According to Professor Peter Rothwell (Oxford University), middle-aged men and women who take aspirin on a daily basis can actually reduce their chances of developing all sorts of cancers. Along with preventing pre-existing and localized cancers from spreading to other parts of the body, Rothwell believes that the findings of his colleagues should change the direction of the aspirin debate.
It is difficult to compare the risk of internal bleeding posed by regular aspirin use to its ability to prevent cancer and reduce the risk of heart attacks and strokes. As far as some people are concerned, these new findings should compel even healthy individuals to consider the possibility of using aspirin on a daily basis if only to guarantee their health. It should be noted that Rothwell and his colleagues haven’t exactly come out to promote the daily use of aspirin.
However, it is clear that the question of aspirin usage should be revisited once more with the pros and cons carefully considered to determine whether the benefits of aspirin use are worth the risks.
At the present, most medical experts believe that a reduced dosage of aspirin can also decrease the risk of health complications like internal bleeding manifesting.

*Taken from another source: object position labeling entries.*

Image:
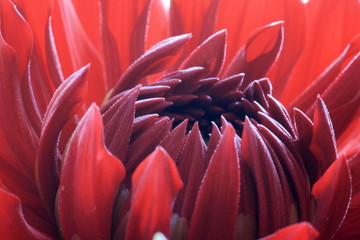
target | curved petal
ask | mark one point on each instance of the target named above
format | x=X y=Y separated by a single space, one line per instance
x=299 y=231
x=154 y=60
x=13 y=225
x=332 y=193
x=156 y=181
x=66 y=101
x=259 y=53
x=210 y=55
x=218 y=198
x=89 y=181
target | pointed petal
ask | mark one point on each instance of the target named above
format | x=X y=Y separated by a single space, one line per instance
x=16 y=128
x=174 y=141
x=89 y=181
x=270 y=195
x=332 y=193
x=218 y=199
x=66 y=101
x=152 y=61
x=76 y=49
x=191 y=167
x=259 y=53
x=13 y=225
x=299 y=231
x=323 y=144
x=140 y=147
x=306 y=99
x=118 y=122
x=210 y=55
x=157 y=181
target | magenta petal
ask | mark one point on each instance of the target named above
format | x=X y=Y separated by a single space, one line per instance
x=89 y=181
x=218 y=198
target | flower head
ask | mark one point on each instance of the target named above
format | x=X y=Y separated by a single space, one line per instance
x=188 y=137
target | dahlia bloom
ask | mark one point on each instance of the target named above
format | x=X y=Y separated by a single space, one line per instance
x=131 y=120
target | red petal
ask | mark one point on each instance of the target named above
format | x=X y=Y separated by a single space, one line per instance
x=154 y=60
x=156 y=181
x=338 y=21
x=306 y=99
x=350 y=227
x=122 y=18
x=191 y=167
x=192 y=17
x=76 y=49
x=323 y=144
x=332 y=193
x=66 y=101
x=299 y=231
x=270 y=194
x=13 y=225
x=210 y=55
x=16 y=129
x=141 y=146
x=44 y=77
x=174 y=141
x=259 y=53
x=89 y=181
x=218 y=199
x=10 y=18
x=118 y=122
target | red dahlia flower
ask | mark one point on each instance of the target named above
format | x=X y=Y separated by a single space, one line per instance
x=182 y=138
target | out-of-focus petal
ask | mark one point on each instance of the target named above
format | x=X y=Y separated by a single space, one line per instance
x=76 y=49
x=153 y=61
x=332 y=25
x=45 y=74
x=350 y=228
x=127 y=22
x=66 y=101
x=210 y=55
x=218 y=198
x=299 y=231
x=155 y=183
x=191 y=167
x=21 y=139
x=89 y=181
x=10 y=18
x=259 y=53
x=349 y=141
x=192 y=17
x=13 y=225
x=307 y=97
x=332 y=193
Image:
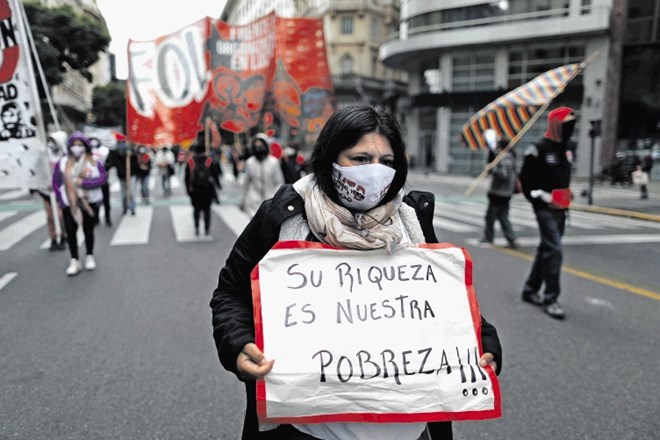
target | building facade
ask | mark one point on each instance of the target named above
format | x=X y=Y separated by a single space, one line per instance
x=462 y=54
x=354 y=31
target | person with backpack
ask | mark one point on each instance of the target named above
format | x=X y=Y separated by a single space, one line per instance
x=201 y=179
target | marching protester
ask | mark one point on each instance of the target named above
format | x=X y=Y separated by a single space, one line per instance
x=143 y=171
x=364 y=144
x=77 y=181
x=546 y=180
x=641 y=178
x=56 y=148
x=101 y=153
x=125 y=162
x=201 y=179
x=263 y=175
x=502 y=187
x=165 y=162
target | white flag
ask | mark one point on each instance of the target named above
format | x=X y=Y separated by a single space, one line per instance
x=23 y=158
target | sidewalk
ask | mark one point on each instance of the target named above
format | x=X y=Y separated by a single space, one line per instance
x=613 y=200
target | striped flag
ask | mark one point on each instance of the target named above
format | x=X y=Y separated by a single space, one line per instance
x=508 y=114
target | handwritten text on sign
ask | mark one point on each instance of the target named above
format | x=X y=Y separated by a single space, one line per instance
x=370 y=336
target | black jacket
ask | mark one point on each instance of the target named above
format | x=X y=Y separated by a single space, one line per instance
x=231 y=305
x=545 y=167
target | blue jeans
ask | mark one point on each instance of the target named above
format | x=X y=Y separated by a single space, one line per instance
x=547 y=263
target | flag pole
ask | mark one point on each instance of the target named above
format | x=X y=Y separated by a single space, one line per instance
x=42 y=76
x=489 y=166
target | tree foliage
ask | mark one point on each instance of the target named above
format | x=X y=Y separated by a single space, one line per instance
x=109 y=104
x=66 y=40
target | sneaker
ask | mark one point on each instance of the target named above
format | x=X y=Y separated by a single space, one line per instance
x=533 y=298
x=555 y=310
x=90 y=264
x=74 y=267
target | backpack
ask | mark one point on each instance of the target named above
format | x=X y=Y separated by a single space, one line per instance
x=200 y=176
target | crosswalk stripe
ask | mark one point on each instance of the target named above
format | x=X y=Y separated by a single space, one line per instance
x=6 y=279
x=6 y=214
x=233 y=217
x=20 y=229
x=134 y=229
x=184 y=228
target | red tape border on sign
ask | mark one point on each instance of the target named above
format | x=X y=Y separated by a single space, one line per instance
x=436 y=416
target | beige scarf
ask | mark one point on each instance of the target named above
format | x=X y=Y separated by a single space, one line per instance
x=337 y=226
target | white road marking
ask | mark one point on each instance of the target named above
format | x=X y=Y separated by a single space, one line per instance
x=134 y=229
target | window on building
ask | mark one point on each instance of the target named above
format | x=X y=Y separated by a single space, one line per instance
x=375 y=28
x=346 y=64
x=473 y=72
x=347 y=25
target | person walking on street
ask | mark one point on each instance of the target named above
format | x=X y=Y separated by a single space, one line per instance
x=125 y=162
x=263 y=175
x=641 y=179
x=77 y=181
x=143 y=171
x=363 y=144
x=201 y=179
x=56 y=148
x=101 y=153
x=165 y=163
x=546 y=179
x=502 y=187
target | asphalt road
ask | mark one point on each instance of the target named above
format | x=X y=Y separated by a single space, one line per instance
x=126 y=352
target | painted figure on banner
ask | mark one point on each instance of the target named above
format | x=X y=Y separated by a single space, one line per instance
x=546 y=180
x=77 y=181
x=361 y=144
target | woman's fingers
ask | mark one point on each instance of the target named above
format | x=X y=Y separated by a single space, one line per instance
x=252 y=362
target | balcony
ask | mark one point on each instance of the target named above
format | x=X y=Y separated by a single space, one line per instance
x=411 y=45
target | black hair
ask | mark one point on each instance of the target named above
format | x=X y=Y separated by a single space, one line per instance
x=343 y=130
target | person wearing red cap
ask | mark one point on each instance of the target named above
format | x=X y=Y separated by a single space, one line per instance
x=546 y=179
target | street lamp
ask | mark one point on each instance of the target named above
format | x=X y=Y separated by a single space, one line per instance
x=594 y=132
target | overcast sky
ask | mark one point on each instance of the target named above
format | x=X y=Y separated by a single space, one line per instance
x=149 y=19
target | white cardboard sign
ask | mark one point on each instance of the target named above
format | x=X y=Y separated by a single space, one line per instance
x=370 y=336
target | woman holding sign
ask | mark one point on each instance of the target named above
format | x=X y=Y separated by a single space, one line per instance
x=353 y=200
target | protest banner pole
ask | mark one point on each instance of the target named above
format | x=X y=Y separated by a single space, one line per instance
x=42 y=76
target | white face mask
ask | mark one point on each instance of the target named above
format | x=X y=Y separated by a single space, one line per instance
x=362 y=187
x=77 y=150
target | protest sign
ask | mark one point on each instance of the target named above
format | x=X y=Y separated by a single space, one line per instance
x=370 y=336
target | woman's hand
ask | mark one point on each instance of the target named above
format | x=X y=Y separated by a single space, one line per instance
x=488 y=359
x=252 y=363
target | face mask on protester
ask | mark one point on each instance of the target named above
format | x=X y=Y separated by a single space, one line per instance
x=77 y=150
x=362 y=187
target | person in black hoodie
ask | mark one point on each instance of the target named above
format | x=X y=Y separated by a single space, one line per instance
x=357 y=140
x=546 y=179
x=202 y=179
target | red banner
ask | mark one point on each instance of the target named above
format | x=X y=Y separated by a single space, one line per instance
x=270 y=74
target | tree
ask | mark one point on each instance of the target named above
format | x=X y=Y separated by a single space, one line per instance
x=66 y=40
x=109 y=104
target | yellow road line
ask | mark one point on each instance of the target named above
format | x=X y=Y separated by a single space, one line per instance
x=596 y=278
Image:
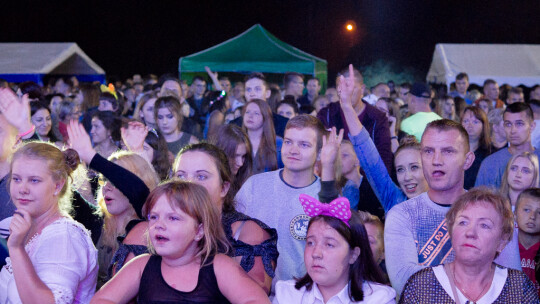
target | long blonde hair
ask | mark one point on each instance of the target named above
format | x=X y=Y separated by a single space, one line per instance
x=505 y=187
x=138 y=166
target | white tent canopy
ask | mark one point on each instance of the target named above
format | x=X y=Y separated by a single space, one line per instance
x=514 y=64
x=31 y=61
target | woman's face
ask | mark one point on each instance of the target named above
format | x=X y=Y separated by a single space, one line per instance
x=200 y=168
x=116 y=202
x=147 y=111
x=321 y=103
x=327 y=256
x=409 y=172
x=521 y=174
x=167 y=121
x=239 y=158
x=42 y=120
x=473 y=125
x=32 y=187
x=253 y=119
x=477 y=234
x=173 y=233
x=98 y=132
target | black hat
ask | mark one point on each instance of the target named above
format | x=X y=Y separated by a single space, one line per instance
x=420 y=89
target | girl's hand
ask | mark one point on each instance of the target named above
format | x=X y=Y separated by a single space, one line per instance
x=18 y=229
x=134 y=136
x=79 y=140
x=330 y=148
x=15 y=110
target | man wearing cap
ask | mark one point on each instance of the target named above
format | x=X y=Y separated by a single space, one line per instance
x=421 y=114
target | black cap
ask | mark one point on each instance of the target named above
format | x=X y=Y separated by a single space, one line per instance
x=420 y=89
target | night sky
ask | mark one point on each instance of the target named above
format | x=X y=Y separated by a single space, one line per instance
x=127 y=37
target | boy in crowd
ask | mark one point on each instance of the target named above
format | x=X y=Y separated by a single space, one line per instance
x=273 y=197
x=527 y=215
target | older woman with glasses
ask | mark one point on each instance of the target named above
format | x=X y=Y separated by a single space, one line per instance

In a commentary on the subject that was also published in The Lancet, experts from the Brigham Women’s hospital and Harvard Medical School opposed the idea of actually recommending aspirin to prevent cancer, with some voices claiming that Rothwell’s trial simply wasn’t comprehensive enough to allow for the making of such drastic conclusions.
Even the harshest of opposing voices, though, agree that Rothwell’s work shows promise, and that additional research into this matter might be necessary to acquire more conclusive results about aspirin and its role as a preventative measure for cancer. For the moment, many physicians will continue to approach aspirin with some skepticism.